Starting the node is as simple as running systemctl start tempo, we run journalctl -u tempo -f to view logs (we also ship those logs via promtail). cast comes in handy for quick debugging against the RPC node.

Operating a node

Given we only use our nodes for internal purposes, the RPC port is only available via our Tailscale network. For security reasons, the RPC port is bound to localhost (127.0.0.1) and we use a reverse proxy (Caddy) to expose it on the Tailscale interfaces.

<TAILSCALE_IP>:8545 {
    reverse_proxy localhost:8545
}

Tempo nodes have a metrics server that can be scraped and used as a Prometheus datasource. We use the Reth Grafana dashboard to monitor our nodes. The main things we look at is the connected peer count and the sync status. For the connected peer count, higher is better but so long as it is not zero, your node will keep running. Sync status helps you detect lags or when your node is out of sync. It is also helpful for tracking sync progress. We have two alerts configured to monitor those metrics:

  • reth_network_connected_peers < 1 (no connected peers): This usually signals connectivity issues, node running on an old version that is no longer supported. If your node had been down for a while, it will likely have 0 connected peers when started. It can take a few minutes for your node to find connected peers. So don't panic. Just give it some time.

  • increase(reth_sync_checkpoint{stage="Finish"}[5m]) < 1 (node out of sync): If the Finish sync stage has not progressed in the last 5 minutes it means that sync has stalled. This usually happens when there are no connected peers.

Here are the Prometheus alert rules we use:

groups:
  - name: Node Alerts
    interval: 1m
    rules:
      - alert: NodeHasNoConnectedPeers
        expr: reth_network_connected_peers < 1
        for: 2m
        labels:
          severity: critical
        annotations:
          summary: "Node {{ $labels.instance }} has no connected peers"
          description: "The node has been without peers for more than 2 minutes."
 
      - alert: NodeIsOutOfSync
        expr: increase(reth_sync_checkpoint{stage="Finish"}[5m]) < 1
        for: 5m
        labels:
          severity: critical
        annotations:
          summary: "Node {{ $labels.instance }} is out of sync"
          description: "The node has not processed any new blocks in the last 5 minutes."

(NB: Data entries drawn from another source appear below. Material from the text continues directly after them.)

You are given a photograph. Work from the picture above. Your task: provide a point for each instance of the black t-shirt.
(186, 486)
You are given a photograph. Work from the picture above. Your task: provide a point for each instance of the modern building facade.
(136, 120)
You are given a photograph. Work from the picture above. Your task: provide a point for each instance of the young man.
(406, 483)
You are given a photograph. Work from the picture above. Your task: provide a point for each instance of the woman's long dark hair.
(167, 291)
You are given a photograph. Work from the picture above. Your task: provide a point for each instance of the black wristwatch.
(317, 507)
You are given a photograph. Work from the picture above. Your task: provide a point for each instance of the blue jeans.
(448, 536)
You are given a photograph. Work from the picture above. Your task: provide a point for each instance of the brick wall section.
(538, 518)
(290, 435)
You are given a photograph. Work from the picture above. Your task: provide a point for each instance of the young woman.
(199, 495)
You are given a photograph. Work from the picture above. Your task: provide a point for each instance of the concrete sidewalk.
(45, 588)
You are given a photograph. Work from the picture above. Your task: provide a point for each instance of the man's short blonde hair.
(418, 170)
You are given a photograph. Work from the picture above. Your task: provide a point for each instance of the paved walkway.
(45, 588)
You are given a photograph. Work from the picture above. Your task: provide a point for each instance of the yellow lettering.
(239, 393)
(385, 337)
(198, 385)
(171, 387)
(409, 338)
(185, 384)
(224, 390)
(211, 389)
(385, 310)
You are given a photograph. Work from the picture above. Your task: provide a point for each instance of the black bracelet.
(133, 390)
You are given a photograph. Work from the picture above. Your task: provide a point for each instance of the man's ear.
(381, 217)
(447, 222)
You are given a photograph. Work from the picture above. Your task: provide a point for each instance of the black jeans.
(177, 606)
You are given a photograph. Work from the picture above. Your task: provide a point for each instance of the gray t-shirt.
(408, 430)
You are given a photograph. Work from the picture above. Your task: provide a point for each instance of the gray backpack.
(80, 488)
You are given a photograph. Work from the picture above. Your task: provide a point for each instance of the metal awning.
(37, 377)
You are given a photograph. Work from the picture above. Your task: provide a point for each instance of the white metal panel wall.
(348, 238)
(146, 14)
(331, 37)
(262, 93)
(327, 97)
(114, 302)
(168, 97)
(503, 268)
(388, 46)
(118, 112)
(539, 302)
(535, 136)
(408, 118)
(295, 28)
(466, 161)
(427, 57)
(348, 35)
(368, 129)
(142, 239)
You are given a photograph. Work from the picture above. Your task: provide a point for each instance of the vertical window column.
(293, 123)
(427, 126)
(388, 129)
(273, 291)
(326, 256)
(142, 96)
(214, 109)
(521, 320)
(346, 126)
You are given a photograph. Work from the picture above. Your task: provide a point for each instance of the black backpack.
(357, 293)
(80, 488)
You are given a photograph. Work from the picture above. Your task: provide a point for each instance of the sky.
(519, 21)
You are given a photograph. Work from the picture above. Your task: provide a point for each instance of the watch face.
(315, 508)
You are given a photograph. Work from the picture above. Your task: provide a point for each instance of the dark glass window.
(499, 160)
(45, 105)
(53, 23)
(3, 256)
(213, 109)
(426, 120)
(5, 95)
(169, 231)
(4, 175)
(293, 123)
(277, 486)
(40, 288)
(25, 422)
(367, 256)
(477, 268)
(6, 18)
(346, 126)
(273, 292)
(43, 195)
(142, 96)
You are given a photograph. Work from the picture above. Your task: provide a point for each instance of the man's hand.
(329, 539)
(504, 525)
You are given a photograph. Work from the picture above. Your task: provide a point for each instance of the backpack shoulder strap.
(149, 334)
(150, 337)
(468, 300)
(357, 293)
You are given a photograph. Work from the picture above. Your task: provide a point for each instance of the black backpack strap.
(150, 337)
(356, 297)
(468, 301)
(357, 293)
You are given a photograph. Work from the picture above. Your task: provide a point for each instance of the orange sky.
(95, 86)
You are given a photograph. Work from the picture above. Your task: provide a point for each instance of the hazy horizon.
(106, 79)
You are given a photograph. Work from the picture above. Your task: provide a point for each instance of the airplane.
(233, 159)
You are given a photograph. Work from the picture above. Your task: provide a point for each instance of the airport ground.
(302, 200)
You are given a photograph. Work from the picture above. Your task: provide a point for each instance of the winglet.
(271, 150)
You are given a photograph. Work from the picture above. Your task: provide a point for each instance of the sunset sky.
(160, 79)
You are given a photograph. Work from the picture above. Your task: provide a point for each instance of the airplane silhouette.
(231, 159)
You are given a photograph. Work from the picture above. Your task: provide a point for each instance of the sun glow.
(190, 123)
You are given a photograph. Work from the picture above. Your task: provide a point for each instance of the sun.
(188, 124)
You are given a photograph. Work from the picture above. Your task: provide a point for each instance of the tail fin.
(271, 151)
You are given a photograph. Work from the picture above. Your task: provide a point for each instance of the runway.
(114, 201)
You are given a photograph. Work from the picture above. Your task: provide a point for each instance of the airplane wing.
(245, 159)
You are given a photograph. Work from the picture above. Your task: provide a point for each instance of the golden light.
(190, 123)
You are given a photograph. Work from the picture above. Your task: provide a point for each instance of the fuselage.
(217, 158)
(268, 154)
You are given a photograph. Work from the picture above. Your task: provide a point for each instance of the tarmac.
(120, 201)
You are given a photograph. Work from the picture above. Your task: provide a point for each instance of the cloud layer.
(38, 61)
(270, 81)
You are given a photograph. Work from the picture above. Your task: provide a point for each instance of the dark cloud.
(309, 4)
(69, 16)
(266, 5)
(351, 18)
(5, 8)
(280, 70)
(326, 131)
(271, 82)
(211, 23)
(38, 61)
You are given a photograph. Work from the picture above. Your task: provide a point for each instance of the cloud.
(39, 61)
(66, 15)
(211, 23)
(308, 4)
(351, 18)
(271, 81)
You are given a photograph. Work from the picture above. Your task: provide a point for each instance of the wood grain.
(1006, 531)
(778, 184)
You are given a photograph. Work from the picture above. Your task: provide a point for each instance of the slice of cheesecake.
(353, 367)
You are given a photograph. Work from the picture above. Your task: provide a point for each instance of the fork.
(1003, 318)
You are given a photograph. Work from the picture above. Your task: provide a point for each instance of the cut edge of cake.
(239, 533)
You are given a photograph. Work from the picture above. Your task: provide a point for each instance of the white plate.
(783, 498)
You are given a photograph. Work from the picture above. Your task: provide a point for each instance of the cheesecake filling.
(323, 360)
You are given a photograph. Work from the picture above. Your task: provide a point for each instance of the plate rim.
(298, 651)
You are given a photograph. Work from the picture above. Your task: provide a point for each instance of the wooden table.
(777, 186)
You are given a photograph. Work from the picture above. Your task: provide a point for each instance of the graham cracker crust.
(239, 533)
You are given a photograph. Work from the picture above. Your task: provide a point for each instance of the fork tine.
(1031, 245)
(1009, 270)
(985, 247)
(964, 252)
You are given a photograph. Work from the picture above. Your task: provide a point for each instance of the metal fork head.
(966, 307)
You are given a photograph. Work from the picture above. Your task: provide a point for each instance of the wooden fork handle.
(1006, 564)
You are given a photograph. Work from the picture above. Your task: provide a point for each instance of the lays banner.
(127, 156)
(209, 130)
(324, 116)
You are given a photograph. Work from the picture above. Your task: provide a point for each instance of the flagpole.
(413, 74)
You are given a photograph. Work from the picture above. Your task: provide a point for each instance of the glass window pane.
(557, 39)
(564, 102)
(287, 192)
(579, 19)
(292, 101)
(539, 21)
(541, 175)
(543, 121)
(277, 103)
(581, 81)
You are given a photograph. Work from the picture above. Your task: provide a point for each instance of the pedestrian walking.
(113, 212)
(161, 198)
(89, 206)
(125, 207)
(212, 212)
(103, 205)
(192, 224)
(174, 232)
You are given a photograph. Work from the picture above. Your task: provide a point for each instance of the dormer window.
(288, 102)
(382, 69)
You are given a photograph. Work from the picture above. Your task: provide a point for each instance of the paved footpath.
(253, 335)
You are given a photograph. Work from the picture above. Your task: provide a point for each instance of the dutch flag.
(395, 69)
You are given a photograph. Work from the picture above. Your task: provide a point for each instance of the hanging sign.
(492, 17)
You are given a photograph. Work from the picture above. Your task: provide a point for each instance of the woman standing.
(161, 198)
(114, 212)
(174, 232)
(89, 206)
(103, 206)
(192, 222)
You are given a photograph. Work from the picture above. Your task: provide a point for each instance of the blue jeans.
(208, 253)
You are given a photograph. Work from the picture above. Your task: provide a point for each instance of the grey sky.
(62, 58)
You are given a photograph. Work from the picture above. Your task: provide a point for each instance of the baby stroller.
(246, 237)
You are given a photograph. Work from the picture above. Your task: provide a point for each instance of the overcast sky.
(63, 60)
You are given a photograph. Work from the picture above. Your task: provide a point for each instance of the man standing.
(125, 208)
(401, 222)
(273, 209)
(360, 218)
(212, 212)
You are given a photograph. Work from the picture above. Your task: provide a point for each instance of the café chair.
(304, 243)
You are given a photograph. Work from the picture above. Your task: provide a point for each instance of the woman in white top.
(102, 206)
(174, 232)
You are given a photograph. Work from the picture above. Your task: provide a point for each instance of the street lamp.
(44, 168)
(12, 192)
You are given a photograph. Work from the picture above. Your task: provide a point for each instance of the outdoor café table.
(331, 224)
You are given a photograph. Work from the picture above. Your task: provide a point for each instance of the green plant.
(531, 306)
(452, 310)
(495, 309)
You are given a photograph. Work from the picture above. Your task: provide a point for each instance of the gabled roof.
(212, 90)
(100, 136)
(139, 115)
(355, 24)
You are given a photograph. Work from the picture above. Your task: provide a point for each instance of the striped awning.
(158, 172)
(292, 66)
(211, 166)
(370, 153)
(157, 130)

We've observed that nodes often get out of sync when they are not upgraded on time before a hardfork or a backward incompatible chain upgrade. These have happened a few times since the initial Tempo release and are usually announced in the Tempo Github release notes. We also track disk usage and set up an alert when disk usage is at 80% to provide a buffer for increasing storage capacity or switching to a full node if increasing capacity is not an option. We do this with node exporter which ships host metrics to our Grafana instance.

What's next

There are a few things we're still figuring out. We haven't explored separating consensus data from execution data yet — if consensus data turns out to be a sizeable chunk, storing it on cheaper disks could help with the storage cost problem. Pruning is another option we'll likely need to evaluate as the chain grows.

We're also keeping an eye on how things change as Tempo moves towards mainnet. Higher throughput and more activity will likely shift the hardware requirements, so some of the numbers in this post may not age well.

If you're setting up your own node, the Tempo docs are the best starting point. You can also find our ansible playbook for automating node provisioning here.